Vizcaya Museum and Gardens
November 19, 2012 – March 18, 2013

Given Josiah McElheny’s interest in the intersection of utopian ideals and architecture, design, and modernity, it seems apt to mine the archives of Miami’s treasured Vizcaya Museum and Gardens. McElheny’s commissioned project proposes an imagined subtext to Vizcaya’s history based on the obscure novella The Light Club of Batavia (1912) by Paul Scheerbart, a German author who advocated for a utopia in which all buildings are constructed of translucent glass. McElheny’s story postulates that the garden mound conceals a secret spa made entirely of colored glass where those of an elite club could bathe in colored light.

Though steeped in similar conceptual concerns, McElheny’s film, The Light Club of Vizcaya: A Women’s Picture, lacks the aesthetic and seduction central to his widely-recognized installations. Incorporating meticulously hand-blown glass, the sculptures appropriate Modernist design and art objects, fraught and progressive at once, that propose a new world using often-impossible models. McElheny’s engagement with the history of 20th century aesthetics, and the conflation of that history with alternate quasi-fantasies that border reality enough to be nearly believable, is smart and pointed. The film at Vizcaya upholds these interests, and yet is visually lackluster. A subtle contextual choice for a site so preoccupied with and celebrated for its idyllic beauty?

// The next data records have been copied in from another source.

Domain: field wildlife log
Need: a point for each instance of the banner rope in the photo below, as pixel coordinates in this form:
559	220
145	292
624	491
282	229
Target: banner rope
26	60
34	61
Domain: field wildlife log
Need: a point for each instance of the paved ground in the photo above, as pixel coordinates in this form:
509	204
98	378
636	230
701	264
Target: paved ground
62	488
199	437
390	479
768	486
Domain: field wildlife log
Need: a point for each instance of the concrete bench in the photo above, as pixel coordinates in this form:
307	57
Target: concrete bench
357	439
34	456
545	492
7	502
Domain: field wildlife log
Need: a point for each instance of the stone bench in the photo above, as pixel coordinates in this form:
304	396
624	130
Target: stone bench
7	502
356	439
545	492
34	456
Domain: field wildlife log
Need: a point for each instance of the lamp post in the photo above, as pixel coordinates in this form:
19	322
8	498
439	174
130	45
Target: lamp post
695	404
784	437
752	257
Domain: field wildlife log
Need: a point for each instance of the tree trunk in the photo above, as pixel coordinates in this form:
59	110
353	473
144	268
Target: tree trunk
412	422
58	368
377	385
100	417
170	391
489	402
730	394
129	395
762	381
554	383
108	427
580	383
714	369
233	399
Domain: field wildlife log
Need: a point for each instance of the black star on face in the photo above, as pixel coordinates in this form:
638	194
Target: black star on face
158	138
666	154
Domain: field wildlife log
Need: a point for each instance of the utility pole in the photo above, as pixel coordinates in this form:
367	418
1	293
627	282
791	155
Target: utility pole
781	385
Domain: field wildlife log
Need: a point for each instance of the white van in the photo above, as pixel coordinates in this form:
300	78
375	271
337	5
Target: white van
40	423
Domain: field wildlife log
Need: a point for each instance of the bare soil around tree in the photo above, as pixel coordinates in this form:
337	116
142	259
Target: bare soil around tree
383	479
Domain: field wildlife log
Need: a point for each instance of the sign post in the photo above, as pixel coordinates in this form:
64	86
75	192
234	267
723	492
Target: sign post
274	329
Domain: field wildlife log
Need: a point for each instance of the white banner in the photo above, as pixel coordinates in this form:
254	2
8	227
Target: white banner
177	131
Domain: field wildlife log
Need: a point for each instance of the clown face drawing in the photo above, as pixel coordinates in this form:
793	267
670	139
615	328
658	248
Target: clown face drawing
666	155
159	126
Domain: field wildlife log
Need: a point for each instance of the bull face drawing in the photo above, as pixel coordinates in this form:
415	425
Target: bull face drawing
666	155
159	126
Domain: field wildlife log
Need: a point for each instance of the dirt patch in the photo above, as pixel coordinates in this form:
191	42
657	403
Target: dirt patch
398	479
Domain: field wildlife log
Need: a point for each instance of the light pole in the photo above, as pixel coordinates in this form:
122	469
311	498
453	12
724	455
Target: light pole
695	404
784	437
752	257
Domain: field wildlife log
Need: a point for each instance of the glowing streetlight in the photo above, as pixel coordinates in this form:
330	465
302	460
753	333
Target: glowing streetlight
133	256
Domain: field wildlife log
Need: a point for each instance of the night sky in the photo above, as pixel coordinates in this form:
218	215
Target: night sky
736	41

The ambition of utopia as expressed in construction often looks backward to establish its grandeur. See Neoclassicism. The symbolism locked into objects and architecture can unwittingly reinforce dated cultural values, violence, and male-dominated histories in its latter-day incarnations. Vizcaya, built by industrialist James Deering in the centuries-old style of an Italian Renaissance villa, is no exception. To temporarily sideline those existing associations, as McElheny has done for this project, is quite subversive yet also unearths some overlooked facts. Initiated by photos, letters and blueprints from the archives, McElheny’s fictive departure suggests a secret motive for building the estate, spearheaded by Vizcaya’s real-life female photographer Mattie Edwards Hewitt. The film offers a female counterpoint and a queered history of Vizcaya, dovetailing with reality to become a seamless hybrid of fact and fiction. The script, written by Canadian poet Rachel Zolf, cleverly weaves together the story of Hewitt and her girlfriend, and the construction of Vizcaya with the reverie of Scheerbart’s Light Club. Contemporary photographer Zoe Leonard reads the part of the narrator—a grandniece of Hewitt’s, and also a photographer. This collaboration is significant, as these women lend reality to the story’s perspective. That echo, which at least appends the hetero, male-oriented rhetoric of history, Modernism, and building, is what lingers after the film. The supplanted present-day and historic photographs, however, fall short as a film collage. The nuanced, if disjointed, narrative may evade many viewers, as the more critical notes of McElheny’s alluring glass works can.

It seems that a film describing an underground transcendent light bath surrounded by beautiful colored glass has missed an opportunity in not articulating the fantasy in a more optical manner—especially since McElheny is so adept at presentation. But if the Light Club is a mythical place that was never realized, perhaps is it only meant to exist in the imagination. To reveal it in film would dismantle the impossible construction viewers conjure up. The bubble would be burst by expectation. This is the real disappointment of utopia.